とりあえず、おいらたちだけでも、じっちゃんの家に行きませんか?」
「枯野は?どうするんだ?」
「ツクモちゃんは、けっとしぃ、は、なにか枯野のダンナに用事があったんだろう、って。
それが済んだら、無事に返してくれるはずだ、って言うんっすよ。
だったら、家で待ってるほうがいいんじゃないかって思いまして。」
「枯野は、お前のじいさんの家を知らないだろう?
戻ってくるなら、ここに戻ってくるんじゃないか?」
「ああ、いやいや。
そのあたりは、けっとしぃ、っすから。
ちゃんとおいらの家まで送って寄こすはずだ、って。
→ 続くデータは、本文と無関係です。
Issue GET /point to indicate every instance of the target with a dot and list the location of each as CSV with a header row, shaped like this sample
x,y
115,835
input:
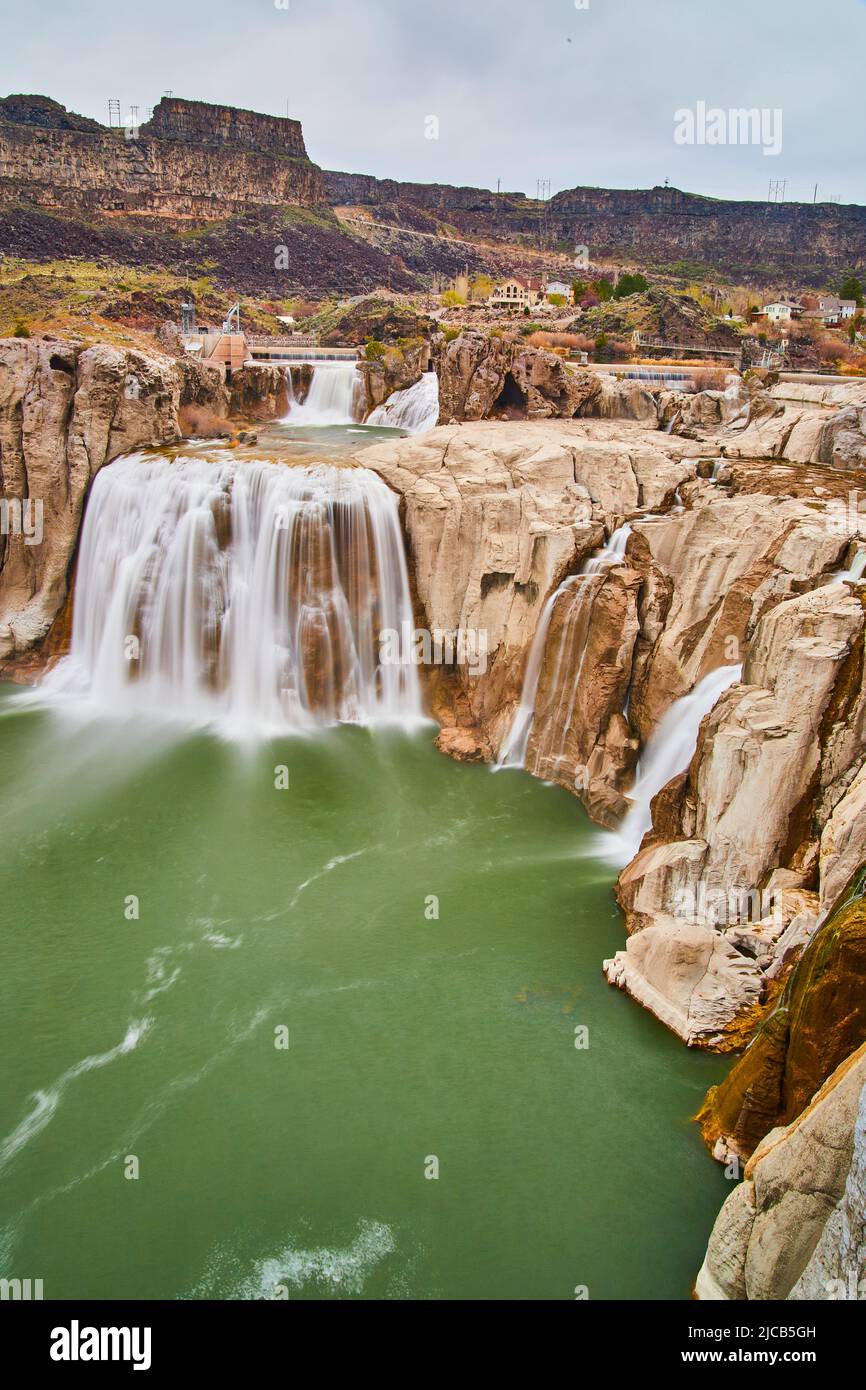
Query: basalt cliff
x,y
71,186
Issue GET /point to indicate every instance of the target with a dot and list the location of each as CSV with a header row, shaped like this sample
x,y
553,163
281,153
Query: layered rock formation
x,y
64,412
818,1022
191,159
795,1228
496,516
484,377
651,227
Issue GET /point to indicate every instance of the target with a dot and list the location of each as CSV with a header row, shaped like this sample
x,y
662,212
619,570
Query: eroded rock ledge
x,y
66,410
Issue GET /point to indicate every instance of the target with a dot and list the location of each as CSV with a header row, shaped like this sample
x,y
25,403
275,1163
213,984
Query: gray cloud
x,y
521,91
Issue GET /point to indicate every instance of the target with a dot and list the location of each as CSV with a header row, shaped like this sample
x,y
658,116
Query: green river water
x,y
300,1171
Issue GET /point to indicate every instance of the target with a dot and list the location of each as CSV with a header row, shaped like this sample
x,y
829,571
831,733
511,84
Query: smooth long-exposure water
x,y
170,919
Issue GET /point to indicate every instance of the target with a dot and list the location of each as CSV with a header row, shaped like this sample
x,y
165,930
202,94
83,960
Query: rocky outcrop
x,y
202,123
580,737
754,802
818,1022
396,369
484,377
64,412
496,516
191,159
795,1228
809,423
259,392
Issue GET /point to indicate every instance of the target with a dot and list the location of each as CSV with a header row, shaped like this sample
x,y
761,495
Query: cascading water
x,y
413,410
549,751
669,752
513,751
515,748
610,553
332,398
249,594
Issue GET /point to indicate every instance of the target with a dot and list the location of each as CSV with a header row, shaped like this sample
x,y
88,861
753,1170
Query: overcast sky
x,y
521,89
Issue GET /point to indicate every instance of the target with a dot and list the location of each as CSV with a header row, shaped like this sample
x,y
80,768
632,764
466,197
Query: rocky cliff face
x,y
795,1228
652,227
496,516
192,160
484,377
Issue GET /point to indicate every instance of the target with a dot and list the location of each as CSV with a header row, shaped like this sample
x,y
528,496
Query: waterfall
x,y
669,751
513,751
248,594
855,571
569,658
414,409
610,553
332,398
」
「なんなんだ?そのけっとしぃ、ってのは?」
ソウビは思い切り眉をひそめた。
「だいたい、枯野に用があるなら、ちゃんと正面から話を通せばいいことだろう?
それをわざわざあんな脅すような真似をして、攫って行くなんて。
それで信じろなんて、どだい、無理な話だろう?」
「いやそれ、おいらに言われましても・・・」
京は軽く肩を竦めた。
「けっとしぃの事情なんて、おいらにも分かりっこないっすよ。
ただ、ここにこれ以上いても、できることはなんにもなさそうだし。
だったら、ここにきた最初の目的を、少しずつでも、進めたほうがいいんじゃないかって。
そう思うんっすけど?」
「・・・琴の、封印か?
けど、それも、枯野がいなけりゃ、できないんだろ?」
「封印自体はね。
けど、もしなにか、それに必要な道具とかあるとしたら?
先にそれを用意しておけば、いざってときに役に立つかもでしょ?」
なるほど、とソウビは腕組みをして考え込んだ。
「・・・確かに、お前さんの言うことにも一理ある。」
しばし考えたソウビはそう結論を出した。
「分かった。海についちゃ、枯野も俺も素人だ。
お前さんの言う通りにしよう。」
「じゃあ、まずはじっちゃんの家に行きましょう。」
京はそそくさと焚火の始末をすると、ソウビとふたりで行くことにした。